Like all technologies, XML has its strong and weak points. It is useful in many situations. However it is often used in places where it is not appropriate. The performance cost of XML mis-use or over-use can be enormous as shown in test results I recently reviewed.
Test Parameters
The test was a comparison of data retrieval times by relational and xml methods. The data consisted of approximately 100,000 orders and 1.2 million order line items. In the relational model they were stored as an Orders table and an OrderDetail table. XML was tested separately in element format and in attribute format. Both relational and xml data had similar indexes.
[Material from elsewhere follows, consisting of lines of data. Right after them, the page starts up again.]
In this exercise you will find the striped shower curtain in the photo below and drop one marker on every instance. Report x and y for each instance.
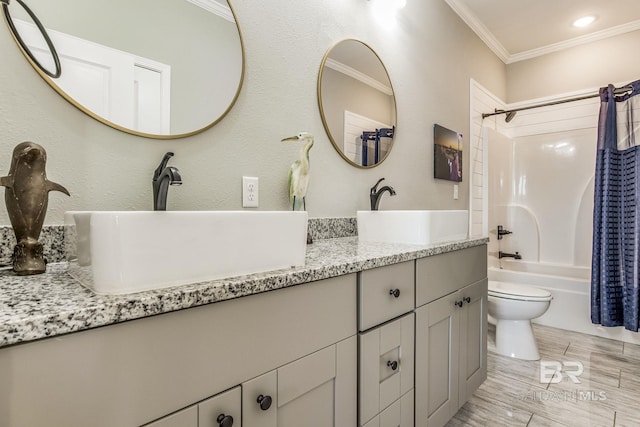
(615, 275)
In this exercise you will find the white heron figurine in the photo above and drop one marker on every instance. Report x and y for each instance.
(299, 172)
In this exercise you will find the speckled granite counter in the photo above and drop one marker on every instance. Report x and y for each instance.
(54, 303)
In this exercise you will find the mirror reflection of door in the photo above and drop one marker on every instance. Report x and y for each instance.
(129, 91)
(357, 103)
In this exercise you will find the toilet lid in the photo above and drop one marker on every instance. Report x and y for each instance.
(516, 291)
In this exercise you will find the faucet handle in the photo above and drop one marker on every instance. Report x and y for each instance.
(375, 187)
(163, 164)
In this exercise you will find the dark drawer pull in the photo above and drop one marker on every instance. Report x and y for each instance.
(224, 420)
(265, 402)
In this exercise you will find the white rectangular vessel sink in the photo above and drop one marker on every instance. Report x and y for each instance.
(421, 227)
(122, 252)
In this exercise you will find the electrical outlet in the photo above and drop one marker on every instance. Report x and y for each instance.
(250, 192)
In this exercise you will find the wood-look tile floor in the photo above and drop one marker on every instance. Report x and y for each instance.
(607, 391)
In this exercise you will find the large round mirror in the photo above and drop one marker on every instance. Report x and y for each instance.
(165, 69)
(357, 103)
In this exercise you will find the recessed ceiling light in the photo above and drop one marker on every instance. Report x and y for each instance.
(584, 21)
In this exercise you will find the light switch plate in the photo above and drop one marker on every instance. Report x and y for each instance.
(250, 192)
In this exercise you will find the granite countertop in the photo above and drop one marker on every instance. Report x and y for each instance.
(54, 303)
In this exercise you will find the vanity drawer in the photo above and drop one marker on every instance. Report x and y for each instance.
(385, 293)
(440, 275)
(386, 366)
(400, 414)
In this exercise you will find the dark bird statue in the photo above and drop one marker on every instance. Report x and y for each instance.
(26, 196)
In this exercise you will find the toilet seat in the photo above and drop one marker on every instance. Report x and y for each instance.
(517, 292)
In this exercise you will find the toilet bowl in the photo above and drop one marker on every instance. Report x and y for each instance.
(513, 306)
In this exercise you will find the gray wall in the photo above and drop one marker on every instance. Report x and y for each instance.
(430, 56)
(341, 92)
(613, 60)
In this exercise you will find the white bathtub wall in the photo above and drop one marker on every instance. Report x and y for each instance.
(551, 172)
(500, 188)
(549, 203)
(526, 237)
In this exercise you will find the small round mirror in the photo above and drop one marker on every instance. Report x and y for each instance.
(162, 70)
(357, 103)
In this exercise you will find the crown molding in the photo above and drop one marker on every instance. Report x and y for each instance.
(353, 73)
(576, 41)
(215, 8)
(501, 52)
(479, 28)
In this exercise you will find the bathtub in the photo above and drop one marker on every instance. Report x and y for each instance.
(570, 288)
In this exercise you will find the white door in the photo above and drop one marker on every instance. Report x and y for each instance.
(125, 89)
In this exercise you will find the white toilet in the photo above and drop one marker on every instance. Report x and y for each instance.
(513, 306)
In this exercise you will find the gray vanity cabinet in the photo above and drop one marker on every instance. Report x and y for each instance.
(316, 391)
(386, 345)
(221, 410)
(135, 373)
(451, 331)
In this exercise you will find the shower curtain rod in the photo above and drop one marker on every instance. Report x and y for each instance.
(617, 91)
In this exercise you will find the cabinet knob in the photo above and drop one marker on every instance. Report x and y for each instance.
(224, 420)
(265, 402)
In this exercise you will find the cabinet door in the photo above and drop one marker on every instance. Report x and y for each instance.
(400, 414)
(186, 418)
(437, 347)
(386, 293)
(223, 409)
(386, 365)
(473, 339)
(319, 390)
(259, 406)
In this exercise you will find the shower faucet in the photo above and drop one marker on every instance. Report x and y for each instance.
(508, 255)
(502, 232)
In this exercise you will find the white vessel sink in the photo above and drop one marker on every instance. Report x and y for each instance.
(121, 252)
(413, 226)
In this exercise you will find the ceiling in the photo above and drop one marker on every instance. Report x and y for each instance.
(521, 29)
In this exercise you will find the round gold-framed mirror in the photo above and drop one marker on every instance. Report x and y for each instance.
(357, 103)
(161, 70)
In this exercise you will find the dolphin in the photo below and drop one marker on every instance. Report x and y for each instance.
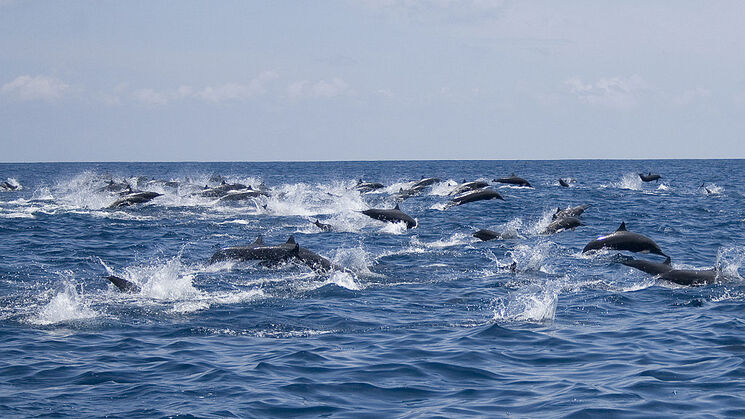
(480, 195)
(691, 277)
(123, 284)
(322, 226)
(514, 180)
(258, 250)
(392, 216)
(622, 239)
(652, 268)
(425, 182)
(649, 177)
(561, 224)
(134, 198)
(570, 211)
(368, 186)
(469, 186)
(8, 187)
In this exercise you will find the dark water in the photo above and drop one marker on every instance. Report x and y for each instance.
(428, 322)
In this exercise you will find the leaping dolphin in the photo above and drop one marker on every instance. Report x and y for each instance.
(258, 250)
(649, 177)
(514, 180)
(480, 195)
(394, 215)
(123, 284)
(622, 239)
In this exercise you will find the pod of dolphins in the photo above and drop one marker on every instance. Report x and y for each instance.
(467, 192)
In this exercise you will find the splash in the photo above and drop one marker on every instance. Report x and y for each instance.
(66, 306)
(537, 304)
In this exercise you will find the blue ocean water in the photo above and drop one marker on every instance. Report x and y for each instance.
(423, 322)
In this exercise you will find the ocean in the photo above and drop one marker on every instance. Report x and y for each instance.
(427, 321)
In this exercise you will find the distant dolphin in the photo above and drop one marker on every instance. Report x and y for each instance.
(322, 226)
(425, 182)
(570, 211)
(480, 195)
(368, 186)
(134, 198)
(469, 186)
(649, 177)
(123, 284)
(8, 187)
(652, 268)
(258, 250)
(514, 180)
(394, 215)
(622, 239)
(561, 224)
(690, 277)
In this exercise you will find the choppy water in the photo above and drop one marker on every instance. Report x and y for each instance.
(427, 322)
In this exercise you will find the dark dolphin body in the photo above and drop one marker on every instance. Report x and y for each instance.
(123, 284)
(514, 180)
(469, 186)
(404, 194)
(8, 187)
(561, 224)
(368, 186)
(273, 254)
(649, 177)
(322, 226)
(242, 195)
(570, 212)
(134, 198)
(691, 277)
(652, 268)
(622, 239)
(480, 195)
(425, 182)
(392, 216)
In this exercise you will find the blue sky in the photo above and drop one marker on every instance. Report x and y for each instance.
(370, 80)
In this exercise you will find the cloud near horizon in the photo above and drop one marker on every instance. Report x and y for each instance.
(31, 88)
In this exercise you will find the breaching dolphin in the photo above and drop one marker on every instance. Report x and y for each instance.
(622, 239)
(394, 215)
(649, 177)
(514, 180)
(258, 250)
(134, 198)
(561, 224)
(123, 284)
(480, 195)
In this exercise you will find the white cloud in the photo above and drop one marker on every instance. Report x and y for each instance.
(150, 97)
(615, 92)
(691, 96)
(214, 94)
(321, 88)
(29, 88)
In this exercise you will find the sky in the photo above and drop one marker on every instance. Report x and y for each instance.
(370, 80)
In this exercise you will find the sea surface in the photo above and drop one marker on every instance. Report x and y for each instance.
(426, 322)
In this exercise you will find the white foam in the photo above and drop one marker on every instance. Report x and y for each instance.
(66, 306)
(537, 304)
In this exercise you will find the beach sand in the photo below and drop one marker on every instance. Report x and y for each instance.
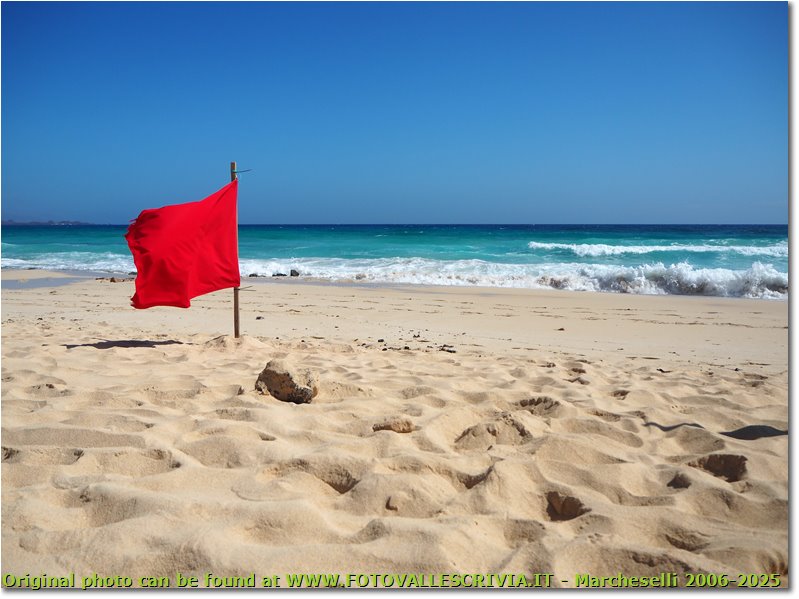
(456, 430)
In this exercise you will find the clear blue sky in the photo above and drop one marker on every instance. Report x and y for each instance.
(398, 113)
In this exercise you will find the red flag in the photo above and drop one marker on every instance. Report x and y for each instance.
(185, 250)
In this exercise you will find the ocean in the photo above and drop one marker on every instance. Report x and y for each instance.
(712, 260)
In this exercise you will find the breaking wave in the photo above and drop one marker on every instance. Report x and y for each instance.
(779, 250)
(758, 281)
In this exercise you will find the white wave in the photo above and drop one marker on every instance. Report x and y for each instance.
(778, 250)
(78, 261)
(758, 281)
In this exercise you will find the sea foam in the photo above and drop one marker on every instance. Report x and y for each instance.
(779, 250)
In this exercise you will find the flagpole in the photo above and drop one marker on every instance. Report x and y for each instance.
(233, 177)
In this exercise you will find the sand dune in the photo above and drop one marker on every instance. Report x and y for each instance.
(476, 436)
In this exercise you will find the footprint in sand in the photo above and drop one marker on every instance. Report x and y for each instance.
(562, 507)
(729, 467)
(543, 405)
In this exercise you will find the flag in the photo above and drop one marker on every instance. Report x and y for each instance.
(185, 250)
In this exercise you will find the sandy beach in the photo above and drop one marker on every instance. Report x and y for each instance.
(456, 430)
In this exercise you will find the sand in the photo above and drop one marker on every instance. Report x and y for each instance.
(456, 430)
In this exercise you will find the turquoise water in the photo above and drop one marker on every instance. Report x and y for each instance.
(739, 260)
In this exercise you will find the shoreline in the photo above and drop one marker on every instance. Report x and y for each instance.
(455, 429)
(17, 275)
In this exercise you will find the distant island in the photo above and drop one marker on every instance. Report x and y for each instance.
(49, 223)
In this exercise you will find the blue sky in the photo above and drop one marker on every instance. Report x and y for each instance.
(398, 112)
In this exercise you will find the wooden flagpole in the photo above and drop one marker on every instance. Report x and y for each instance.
(233, 176)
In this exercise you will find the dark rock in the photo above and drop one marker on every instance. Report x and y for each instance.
(287, 383)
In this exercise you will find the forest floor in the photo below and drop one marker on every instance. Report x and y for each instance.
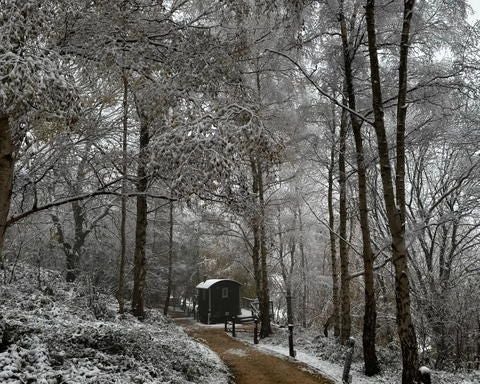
(247, 363)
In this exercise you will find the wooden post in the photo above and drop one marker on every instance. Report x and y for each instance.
(347, 378)
(291, 351)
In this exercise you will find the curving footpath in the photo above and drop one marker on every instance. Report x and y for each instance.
(248, 364)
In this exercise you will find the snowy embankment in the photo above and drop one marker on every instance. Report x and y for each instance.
(325, 356)
(53, 332)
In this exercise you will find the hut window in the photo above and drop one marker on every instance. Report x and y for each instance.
(224, 293)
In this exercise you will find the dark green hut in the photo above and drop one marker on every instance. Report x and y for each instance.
(217, 300)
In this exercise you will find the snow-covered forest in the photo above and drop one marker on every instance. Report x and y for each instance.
(323, 153)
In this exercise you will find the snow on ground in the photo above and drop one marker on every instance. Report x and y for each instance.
(52, 332)
(325, 356)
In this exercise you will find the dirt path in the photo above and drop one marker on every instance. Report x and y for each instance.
(248, 364)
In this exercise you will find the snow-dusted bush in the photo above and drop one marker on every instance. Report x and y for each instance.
(51, 334)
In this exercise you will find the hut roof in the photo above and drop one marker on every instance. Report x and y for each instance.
(210, 282)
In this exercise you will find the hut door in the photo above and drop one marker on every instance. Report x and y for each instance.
(225, 293)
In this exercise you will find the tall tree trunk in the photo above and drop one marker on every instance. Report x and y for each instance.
(345, 317)
(139, 267)
(370, 311)
(395, 214)
(6, 178)
(170, 258)
(123, 222)
(304, 267)
(255, 224)
(331, 224)
(266, 328)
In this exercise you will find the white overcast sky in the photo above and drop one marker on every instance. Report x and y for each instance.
(476, 8)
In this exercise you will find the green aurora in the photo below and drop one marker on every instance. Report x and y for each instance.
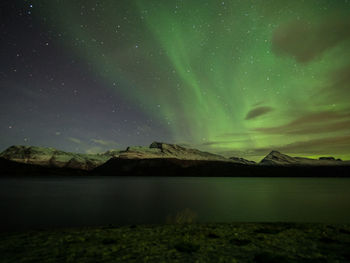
(235, 77)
Below is a table summarizing the results. A cold execution means the query was executed after the buffers were flushed and no data was in cache. A hot execution was done after the data was in cache:
Data Format | Cold Exec (ms} | Hot Exec (ms) | Storage |
XML Element | 59373 | 37054 | 397 |
XML Attribute | 3190 | 31 | 407 |
Relational Tables | 250 | 1 | 214 |
As you can see there is a HUGE performance degradation using element-style XML. It is on the order of 37,000% slower when hot execution times are compared with relational data retrieval. Attribute style XML fares better but it is still many times less efficient than data retrieval from relational tables.
As well as having performance issues, both forms of xml take almost twice the disk space of relational data as can be seen the Storage column of the table above.
XML has many legitimate uses in a database environment but manipulation of large datasets is not one of them.